Thanks to for the recipe.

Go Fish!

fish-3-1561336-1280x960It’s a heartwarming sight on a sunny day, a child hunched over a handheld device with laser-focus, oblivious to others. Hey, we are talking about fishing here, but you knew that.  Fishing is one of those time-and generation-transcending activities that serves as the linchpin for camping memories in many families.

One way you do not want to transcend time is on the wrong side of the law (OK, there is a vacation-genre that includes life on the run, but the outcomes are generally better in Hollywood, and even then it’s not a sure thing, just ask Butch, Sundance, Thelma and Louise.) So get a fishing license. New Hampshire takes its fish seriously, and if you plan to take fish you should, too. Get a license; they are available online and at locations throughout the state. You can get a license for the full season or for one day.  Various rates apply based on your age and whether you are a New Hampshire resident.

The good news about the state taking its fishing resources seriously is that New Hampshire’s fishing stock is robust. You, the fishing public, have free access to every natural body of water that measures 10 acres or more. In every nook and cranny of the Granite State you can find a place to drop a line. The state also tracks these locations and the fish you will find there. This guide offers information on ADA accessibility, a useful tool for making fishing more inclusive.

For the camping family, fishing is a great way to inspire kids with hands-on learning about weather, seasons, habitat and scientific observation.  It could be said that fishing is the cure for an instant-gratification society; there is something very humbling about the amount of time and mental energy it can take to “outsmart” a creature. Fishing with live bait is generally a better starting point for those who are very young and/or new to fishing; and it is the preferred method for fishing for certain species (see this guide).  Fly fishing is a more nuanced method of fishing, requiring a firm understanding of fish habits and habitat.

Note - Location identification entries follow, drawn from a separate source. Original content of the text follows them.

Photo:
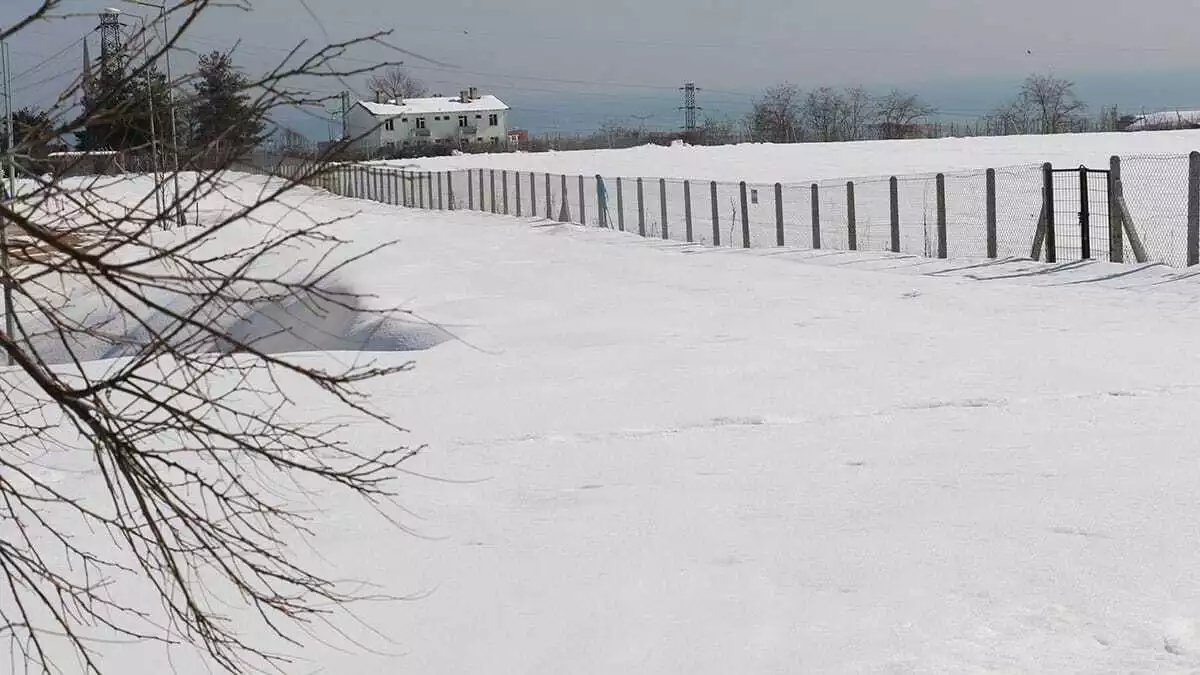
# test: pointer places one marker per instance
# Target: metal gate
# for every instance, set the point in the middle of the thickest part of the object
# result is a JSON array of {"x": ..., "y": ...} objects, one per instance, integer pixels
[{"x": 1080, "y": 221}]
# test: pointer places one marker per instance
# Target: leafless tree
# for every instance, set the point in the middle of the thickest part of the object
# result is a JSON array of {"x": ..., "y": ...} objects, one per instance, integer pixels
[
  {"x": 899, "y": 113},
  {"x": 777, "y": 117},
  {"x": 825, "y": 113},
  {"x": 1013, "y": 118},
  {"x": 858, "y": 113},
  {"x": 396, "y": 83},
  {"x": 149, "y": 496},
  {"x": 1054, "y": 102}
]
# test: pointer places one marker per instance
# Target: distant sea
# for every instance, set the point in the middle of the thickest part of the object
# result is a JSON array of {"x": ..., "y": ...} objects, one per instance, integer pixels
[{"x": 583, "y": 112}]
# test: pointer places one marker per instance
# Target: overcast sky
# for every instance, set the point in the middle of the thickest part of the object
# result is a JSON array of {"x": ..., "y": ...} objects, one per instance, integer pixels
[{"x": 625, "y": 47}]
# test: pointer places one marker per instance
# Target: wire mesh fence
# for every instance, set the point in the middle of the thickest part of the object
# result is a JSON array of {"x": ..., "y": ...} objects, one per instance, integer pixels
[{"x": 1137, "y": 209}]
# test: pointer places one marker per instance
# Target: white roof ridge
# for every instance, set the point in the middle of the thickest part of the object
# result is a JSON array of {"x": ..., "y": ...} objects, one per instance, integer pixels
[{"x": 435, "y": 105}]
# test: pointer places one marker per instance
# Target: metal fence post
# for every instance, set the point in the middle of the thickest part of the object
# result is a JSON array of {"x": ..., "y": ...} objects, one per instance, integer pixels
[
  {"x": 687, "y": 209},
  {"x": 745, "y": 215},
  {"x": 816, "y": 216},
  {"x": 1048, "y": 207},
  {"x": 641, "y": 209},
  {"x": 717, "y": 213},
  {"x": 991, "y": 214},
  {"x": 621, "y": 207},
  {"x": 1193, "y": 209},
  {"x": 851, "y": 217},
  {"x": 663, "y": 204},
  {"x": 894, "y": 190},
  {"x": 941, "y": 216},
  {"x": 779, "y": 214}
]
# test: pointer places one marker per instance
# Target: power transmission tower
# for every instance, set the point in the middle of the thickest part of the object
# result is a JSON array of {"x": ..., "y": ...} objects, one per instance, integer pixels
[{"x": 689, "y": 106}]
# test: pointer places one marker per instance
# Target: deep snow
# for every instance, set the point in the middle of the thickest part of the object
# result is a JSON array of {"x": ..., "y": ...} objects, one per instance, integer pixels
[{"x": 653, "y": 458}]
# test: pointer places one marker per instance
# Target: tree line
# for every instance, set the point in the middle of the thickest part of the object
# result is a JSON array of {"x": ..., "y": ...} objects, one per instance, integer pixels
[
  {"x": 785, "y": 113},
  {"x": 127, "y": 107},
  {"x": 1044, "y": 103}
]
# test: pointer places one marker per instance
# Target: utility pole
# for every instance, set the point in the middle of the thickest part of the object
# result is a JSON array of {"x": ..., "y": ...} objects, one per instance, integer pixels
[
  {"x": 346, "y": 112},
  {"x": 689, "y": 106},
  {"x": 171, "y": 105},
  {"x": 10, "y": 320}
]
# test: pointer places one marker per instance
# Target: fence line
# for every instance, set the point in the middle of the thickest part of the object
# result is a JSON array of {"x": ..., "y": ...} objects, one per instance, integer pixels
[{"x": 1143, "y": 208}]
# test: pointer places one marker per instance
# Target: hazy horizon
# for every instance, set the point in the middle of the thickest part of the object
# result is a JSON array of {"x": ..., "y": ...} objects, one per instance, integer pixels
[{"x": 570, "y": 67}]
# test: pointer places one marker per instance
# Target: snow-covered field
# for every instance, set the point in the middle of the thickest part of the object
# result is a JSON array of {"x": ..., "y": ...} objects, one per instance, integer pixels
[
  {"x": 1155, "y": 177},
  {"x": 646, "y": 457}
]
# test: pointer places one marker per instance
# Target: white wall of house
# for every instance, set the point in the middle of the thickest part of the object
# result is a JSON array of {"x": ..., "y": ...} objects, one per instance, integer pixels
[{"x": 483, "y": 121}]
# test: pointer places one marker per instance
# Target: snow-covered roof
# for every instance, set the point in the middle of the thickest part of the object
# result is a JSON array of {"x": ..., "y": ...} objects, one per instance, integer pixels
[{"x": 435, "y": 106}]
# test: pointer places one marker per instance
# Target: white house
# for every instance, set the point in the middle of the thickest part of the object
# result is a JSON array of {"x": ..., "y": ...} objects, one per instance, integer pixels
[{"x": 462, "y": 120}]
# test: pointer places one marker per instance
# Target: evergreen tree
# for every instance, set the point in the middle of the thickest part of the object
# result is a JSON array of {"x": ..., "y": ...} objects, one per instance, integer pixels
[{"x": 223, "y": 114}]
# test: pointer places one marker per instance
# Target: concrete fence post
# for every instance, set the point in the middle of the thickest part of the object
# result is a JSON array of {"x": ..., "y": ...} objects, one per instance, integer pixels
[
  {"x": 621, "y": 207},
  {"x": 491, "y": 190},
  {"x": 687, "y": 210},
  {"x": 993, "y": 248},
  {"x": 533, "y": 193},
  {"x": 1116, "y": 240},
  {"x": 779, "y": 214},
  {"x": 851, "y": 217},
  {"x": 942, "y": 249},
  {"x": 1048, "y": 210},
  {"x": 745, "y": 215},
  {"x": 894, "y": 198},
  {"x": 663, "y": 204},
  {"x": 1193, "y": 208},
  {"x": 601, "y": 202},
  {"x": 583, "y": 208},
  {"x": 564, "y": 214},
  {"x": 641, "y": 209},
  {"x": 717, "y": 214},
  {"x": 816, "y": 216}
]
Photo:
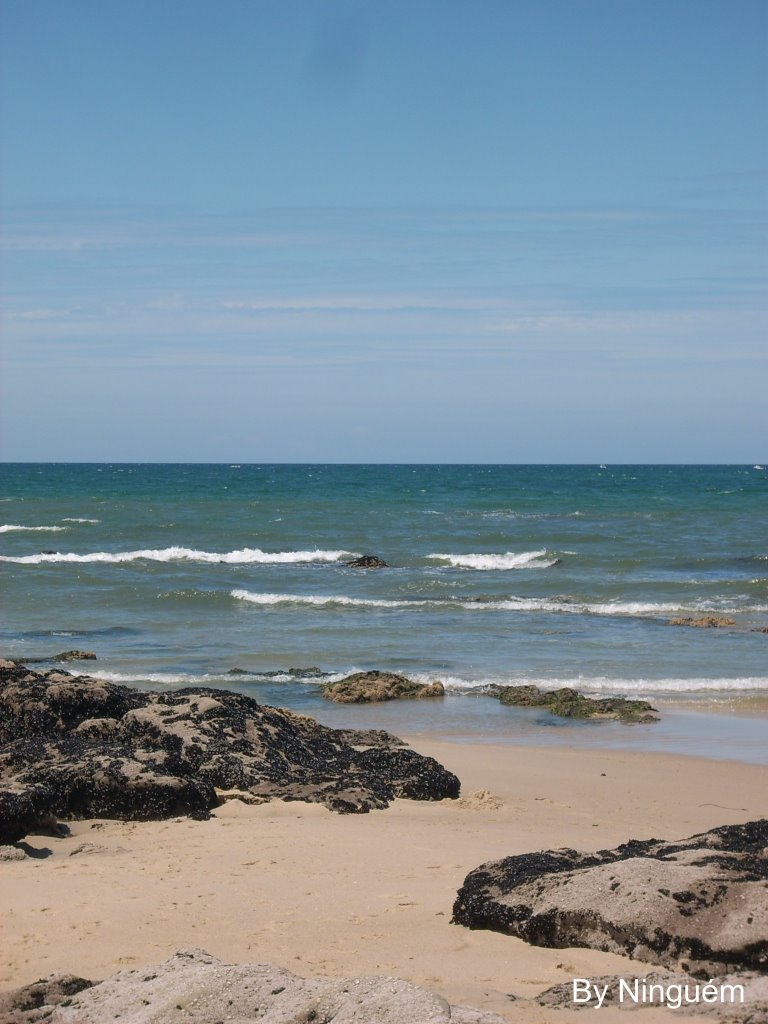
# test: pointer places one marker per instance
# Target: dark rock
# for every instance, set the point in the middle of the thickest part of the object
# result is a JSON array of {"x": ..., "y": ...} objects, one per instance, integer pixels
[
  {"x": 197, "y": 988},
  {"x": 368, "y": 562},
  {"x": 368, "y": 737},
  {"x": 37, "y": 1001},
  {"x": 74, "y": 747},
  {"x": 705, "y": 622},
  {"x": 369, "y": 687},
  {"x": 567, "y": 702},
  {"x": 704, "y": 899}
]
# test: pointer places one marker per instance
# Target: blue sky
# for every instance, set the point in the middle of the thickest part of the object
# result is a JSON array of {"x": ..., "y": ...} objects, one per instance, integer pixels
[{"x": 528, "y": 230}]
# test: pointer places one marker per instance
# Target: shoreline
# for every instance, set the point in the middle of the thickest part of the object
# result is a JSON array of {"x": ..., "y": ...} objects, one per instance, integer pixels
[{"x": 323, "y": 894}]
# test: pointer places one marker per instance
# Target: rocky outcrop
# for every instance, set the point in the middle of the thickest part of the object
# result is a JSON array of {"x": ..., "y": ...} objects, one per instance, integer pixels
[
  {"x": 370, "y": 687},
  {"x": 704, "y": 622},
  {"x": 75, "y": 747},
  {"x": 368, "y": 562},
  {"x": 567, "y": 702},
  {"x": 196, "y": 988},
  {"x": 704, "y": 900}
]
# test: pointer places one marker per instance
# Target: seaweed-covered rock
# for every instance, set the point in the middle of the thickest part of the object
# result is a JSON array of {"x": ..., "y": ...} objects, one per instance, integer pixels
[
  {"x": 368, "y": 562},
  {"x": 77, "y": 747},
  {"x": 702, "y": 899},
  {"x": 370, "y": 687},
  {"x": 567, "y": 702},
  {"x": 196, "y": 988}
]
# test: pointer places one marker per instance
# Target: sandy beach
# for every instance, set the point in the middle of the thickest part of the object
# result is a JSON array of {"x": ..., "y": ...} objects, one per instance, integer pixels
[{"x": 338, "y": 895}]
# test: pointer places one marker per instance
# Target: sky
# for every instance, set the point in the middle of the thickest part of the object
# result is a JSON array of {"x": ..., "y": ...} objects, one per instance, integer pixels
[{"x": 420, "y": 230}]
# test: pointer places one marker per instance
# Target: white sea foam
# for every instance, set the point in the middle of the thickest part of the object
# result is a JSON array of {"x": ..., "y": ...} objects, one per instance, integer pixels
[
  {"x": 222, "y": 680},
  {"x": 604, "y": 684},
  {"x": 246, "y": 555},
  {"x": 11, "y": 527},
  {"x": 459, "y": 685},
  {"x": 327, "y": 600},
  {"x": 509, "y": 560},
  {"x": 556, "y": 605}
]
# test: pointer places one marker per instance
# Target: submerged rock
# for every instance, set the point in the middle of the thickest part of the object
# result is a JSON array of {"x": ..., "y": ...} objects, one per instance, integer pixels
[
  {"x": 370, "y": 687},
  {"x": 197, "y": 988},
  {"x": 75, "y": 747},
  {"x": 567, "y": 702},
  {"x": 702, "y": 900},
  {"x": 368, "y": 562},
  {"x": 704, "y": 622}
]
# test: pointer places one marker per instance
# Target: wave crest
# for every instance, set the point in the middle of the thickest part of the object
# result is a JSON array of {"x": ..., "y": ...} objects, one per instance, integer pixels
[
  {"x": 244, "y": 556},
  {"x": 509, "y": 560},
  {"x": 11, "y": 527}
]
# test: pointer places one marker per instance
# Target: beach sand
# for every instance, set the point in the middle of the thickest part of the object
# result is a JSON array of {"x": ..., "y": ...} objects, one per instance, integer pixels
[{"x": 340, "y": 895}]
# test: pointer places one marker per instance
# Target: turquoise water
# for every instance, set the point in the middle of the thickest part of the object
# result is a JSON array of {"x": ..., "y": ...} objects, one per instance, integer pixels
[{"x": 553, "y": 574}]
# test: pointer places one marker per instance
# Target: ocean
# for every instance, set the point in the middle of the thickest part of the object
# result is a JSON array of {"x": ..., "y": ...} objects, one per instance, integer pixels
[{"x": 178, "y": 574}]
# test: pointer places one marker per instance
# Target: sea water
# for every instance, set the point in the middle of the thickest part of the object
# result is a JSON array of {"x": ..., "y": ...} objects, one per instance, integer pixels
[{"x": 177, "y": 574}]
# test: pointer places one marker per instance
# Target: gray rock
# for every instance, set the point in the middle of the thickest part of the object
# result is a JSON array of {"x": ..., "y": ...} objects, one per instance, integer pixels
[
  {"x": 196, "y": 988},
  {"x": 74, "y": 747},
  {"x": 702, "y": 900},
  {"x": 372, "y": 687}
]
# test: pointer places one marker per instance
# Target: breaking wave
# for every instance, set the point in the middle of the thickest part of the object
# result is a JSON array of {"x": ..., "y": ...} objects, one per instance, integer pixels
[
  {"x": 557, "y": 605},
  {"x": 244, "y": 556},
  {"x": 11, "y": 527},
  {"x": 604, "y": 684},
  {"x": 509, "y": 560}
]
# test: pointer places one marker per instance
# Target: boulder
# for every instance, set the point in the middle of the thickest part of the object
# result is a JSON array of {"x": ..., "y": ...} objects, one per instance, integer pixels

Hit the water for fishing fun

Great North Woods — Lake Francis: At nearly 2,000 acres, Pittsburg’s Lake Francis (22 miles from the Canadian border and 14 miles north of “downtown Colebrook”) offers multiple fish species and well-maintained access points with convenient parking.

White Mountains — Conway Lake: A large lake (1,300 acres), Conway Lake is easy to reach for campers in the Mount Washington Valley and features a range of species and a convenient boat launch.

Lakes Region: Almost every town in the Lakes Region features a pond or lake with public boating access.  In addition to the “big ones,” popular fishing sites include bridge fishing at the point where Lake Winnisquam becomes the Winnisquam River (Rt. 3), just a hop, skip & jump from I-93 and outlet shopping!

Dartmouth/Sunapee — Mascoma Lake: Enfield’s Mascoma Lake (1,150 acres) is home to more than nine species of fish and offers two public boat access points.

Merrimack Valley — Lake Massabesic: With multiple access points and a completely undeveloped shoreline, Lake Massabesic (2,500 acres) is a quiet spot for anglers. The lake serves as a water source for Manchester; swimming and waterskiing are not allowed.

Monadnock — Spofford Lake: Spoffford Lake (700+ acres) in Chesterfield offers one of the most diverse fish populations in the region.

Seacoast — Lamprey River: Traveling through Deerfield, Epping, Newmarket and Raymond, the Lamprey River features numerous access points for fishing from boats and/or bridges.  It’s diverse route provides habitat for many species.